How to Create A Dedicated Storage NIC in XenServer

Wickenburg-networkIn Vmware ESX, when using NFS storage, you are required to create a separate and additional vmkernel portgroup to access your NFS storage. This way ESX Management traffic travels over one port group and NFS traffic travels over another.

In Xenserver the concept is similar; however executed much differently.

First and foremost you need to be aware of a few limitations in XenServer. While XenServer does allow you to create a dedicated nic (or bond) for NFS traffic, this nic must remain unmanaged by Xenserver. In contrast, a XenServer's management traffic travels over its "Management interface", which obviously has to be an interface that is managed via XenServer.

Allow me sum this up. You cannot share a nic or nics between management traffic and NFS traffic. This means that you are going want to create a bond for management traffic and a bond for NFS traffic you are going to need 4 free interfaces on your Xenserver box.

Now it is possible to use VLAN tagging and route your Management traffic and virtual machine traffic over the same physical interfaces.

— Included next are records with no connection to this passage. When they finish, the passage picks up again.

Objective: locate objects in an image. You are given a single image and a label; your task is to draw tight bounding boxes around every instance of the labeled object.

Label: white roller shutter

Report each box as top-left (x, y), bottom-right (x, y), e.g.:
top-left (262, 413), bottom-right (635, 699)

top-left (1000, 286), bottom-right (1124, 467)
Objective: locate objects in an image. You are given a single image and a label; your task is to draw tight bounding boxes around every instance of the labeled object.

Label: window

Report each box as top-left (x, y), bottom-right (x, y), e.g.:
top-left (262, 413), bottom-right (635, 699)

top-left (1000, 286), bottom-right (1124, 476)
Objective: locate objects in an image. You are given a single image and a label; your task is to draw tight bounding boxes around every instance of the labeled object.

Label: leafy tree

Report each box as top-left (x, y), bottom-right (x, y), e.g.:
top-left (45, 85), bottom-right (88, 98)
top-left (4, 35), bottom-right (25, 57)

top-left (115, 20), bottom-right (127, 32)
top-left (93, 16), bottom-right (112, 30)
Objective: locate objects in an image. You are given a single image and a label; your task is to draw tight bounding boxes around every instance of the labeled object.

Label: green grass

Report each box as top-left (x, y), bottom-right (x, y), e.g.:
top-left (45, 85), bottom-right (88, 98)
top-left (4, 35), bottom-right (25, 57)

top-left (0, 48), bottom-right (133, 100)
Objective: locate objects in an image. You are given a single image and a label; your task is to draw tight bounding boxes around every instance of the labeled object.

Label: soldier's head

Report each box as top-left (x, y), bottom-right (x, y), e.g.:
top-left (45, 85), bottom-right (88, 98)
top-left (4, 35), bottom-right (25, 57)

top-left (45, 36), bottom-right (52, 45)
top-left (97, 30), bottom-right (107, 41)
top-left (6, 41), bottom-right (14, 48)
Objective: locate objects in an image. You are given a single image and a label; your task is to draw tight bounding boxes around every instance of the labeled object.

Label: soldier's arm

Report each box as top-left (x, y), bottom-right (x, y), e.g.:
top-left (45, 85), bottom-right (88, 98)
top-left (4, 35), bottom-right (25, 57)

However its important to know that XenServer does not support VLAN tagging on the Management interface, so whatever VLAN you use for management, it must be the native vlan on the ports configuration.

The information below is from the Admin Guide for XenServer 5.5

Switch ports configured to perform 802.1Q VLAN tagging/untagging, commonly referred to as ports with a native VLAN or as access mode ports, can be used with XenServer management interfaces to place managementtraffic on a desired VLAN. In this case the XenServer host is unaware of any VLAN configuration.

XenServer management interfaces cannot be assigned to a XenServer VLAN via a trunk port.

Bottom line; its probably best to have seperate physical connections for your management traffic and NFS traffic.

Also, according to the Admin Guide, your NFS network should not be routed. See the words below and read them thusly.

"Before dedicating a network interface as a storage interface for use with iSCSI or NFS SRs, you must ensure that the dedicated interface uses a separate IP subnet which is not routable from the main management interface. If this is not enforced, then storage traffic may be directed via the main management interface after a host reboot, due to the order in which network interfaces are initialized."

Ok now that we got all that out of the way, lets actually create our dedicated storage nic.

First we need to get the uuid of the pif (physical interface) that we want to use. Note that this is just an example using a standalone interface.

#xe pif-list host-name-label=<"your_hostname>

Next we reconfigure our pif

#xe pif-reconfigure-ip mode=statc IP=<your-ip-on-nfs-vlan> netmask=<your-mask> uuid=<pif-uuid>

#xe pif-param-set disallow-unplug=true uuid=<pif-uuid>

#xe pif-param-set other-config:ManagementPurpose="Storage" uuid=<pif-uuid>

Alternatively you can use xe pif-forget to remote the interface from Xencenter database and configure it manually via the XenServer Kernel like you would any other interface in Linux, however this could be more confusing in the long run.